À partir de cette attente que Diop propose d’abord comme une variation élégiaque sur l’amour perdu, Atlantique verse graduellement dans la fable horrifique, faisant de tous les exploités morts pour la centralisation outrancière des richesses africaines les soldats d’une révolte morte-vivante. La possession des êtres se répand dans les classes pauvres de la société au fur et à mesure que la mise en scène nous rend conscients de la source des inégalités qui habitent le cadre, érigeant l’Atlantique comme un mur symbolique qui enferme une Afrique en proie depuis fort longtemps à un processus d’autodévoration économique. Alors les zombis de Diop mangent les riches qui les ont forcés à quitter, proposant une révolte imaginaire qui répond à la fois d’un besoin cathartique de voir brûler les figures de cet appauvrissement, mais aussi d’une poésie macabre qui ouvre l’espace réaliste du cinéma africain et qui lui redonne de cette magie permettant de rêver aux révolutions. (Mathieu Li-Goyette)

 


prod. Sine Olivia Pilipinas/Spring Films

THE HALT
Lav Diaz  |  Philippines  |  2019  |  282 minutes  |  Les Nouveaux Alchimistes

Cinéaste de la mémoire, cherchant à faire revivre l’histoire de son pays, avec The Halt Lav Diaz se tourne vers le futur pour parler de l’oubli : « A Nation Without Memory », comme le dit le titre d’un ouvrage au centre du film. Ce futur rapproché (2034) tient bien sûr d’allégorie pour le présent, une dystopie aux accents parfois surréalistes (suite à une éruption volcanique, un nuage de fumée cache en permanence le soleil), mais puisant aussi dans le passé du pays (la loi martiale sous Ferdinand Marcos, d’ailleurs cité comme modèle par le dictateur de la fiction). Sans être directement inspiré par la littérature russe (Dostoïevski dans Norte, the End of History, Tolstoï dans The Woman Who Left), The Halt possède une densité narrative rappelant cet important legs littéraire, Diaz suivant pendant près de cinq heures (un moyen métrage selon ses termes) divers personnages, du plus puissant aux plus démunis, du pouvoir en place à la résistance.

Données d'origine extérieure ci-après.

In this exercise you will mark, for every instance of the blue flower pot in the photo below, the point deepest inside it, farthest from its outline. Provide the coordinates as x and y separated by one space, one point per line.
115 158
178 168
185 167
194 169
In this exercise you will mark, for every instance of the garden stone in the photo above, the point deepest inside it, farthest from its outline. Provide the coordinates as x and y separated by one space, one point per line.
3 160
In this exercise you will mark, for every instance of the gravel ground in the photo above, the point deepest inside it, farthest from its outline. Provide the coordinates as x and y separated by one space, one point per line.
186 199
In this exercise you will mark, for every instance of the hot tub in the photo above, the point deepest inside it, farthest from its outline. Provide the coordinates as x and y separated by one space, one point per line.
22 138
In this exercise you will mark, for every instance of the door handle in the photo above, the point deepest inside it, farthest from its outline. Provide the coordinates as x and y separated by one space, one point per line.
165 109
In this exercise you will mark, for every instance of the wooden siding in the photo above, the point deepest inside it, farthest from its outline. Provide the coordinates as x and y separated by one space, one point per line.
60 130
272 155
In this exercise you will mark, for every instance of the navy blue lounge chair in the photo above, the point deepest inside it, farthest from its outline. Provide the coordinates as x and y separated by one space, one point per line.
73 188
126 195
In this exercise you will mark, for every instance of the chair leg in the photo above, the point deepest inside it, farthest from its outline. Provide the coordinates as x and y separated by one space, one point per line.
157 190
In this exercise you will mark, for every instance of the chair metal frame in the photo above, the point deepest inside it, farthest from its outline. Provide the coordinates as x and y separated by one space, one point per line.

Le film accumule ainsi les figures de l’oubli, de l’aveuglement (un ancien musicien rock déjà à moitié aveugle vit sous la menace constante de perdre la vue), de la perte d’identité (une professeure d’histoire devenue prostituée doit refouler toute émotion, ne pas parler, pour satisfaire ses clients ; un homme efface son passé pour jouer le rôle d’un autre), alors que le pouvoir est plutôt caractérisé par sa folie (le dictateur entend des voix, est pris de convulsions qu’il ne peut apaiser qu’en écoutant de la guitare rock dissonante). Le discours est limpide : dans une nation taisant son histoire, il ne reste que la noirceur d’un monde sans avenir (la meilleure perspective pour un enfant orphelin, nous dit une travailleuse sociale, est encore la mort). S’il y a bien ici une forme de répétition du passé, le film tente plutôt de nous plonger dans un temps suspendu, la notion de « temps » devenant désuète dans un monde caractérisé par l’oubli. Le travail sur la durée permet alors de jouer sur ce contraste entre notre expérience de spectateur (impossible d’ignorer que l’on s’engage dans un film de près de cinq heures) et ce temps suspendu de la fiction (comment marquer le passage du temps quand il n’y a plus de lumière pour rythmer notre quotidien ?), comme s’il s’agissait de rappeler que le temps défile malgré tout, et que c’est dans cette durée, du moment que l’on sait l’accueillir, ou y habiter, que peut naître l’espoir.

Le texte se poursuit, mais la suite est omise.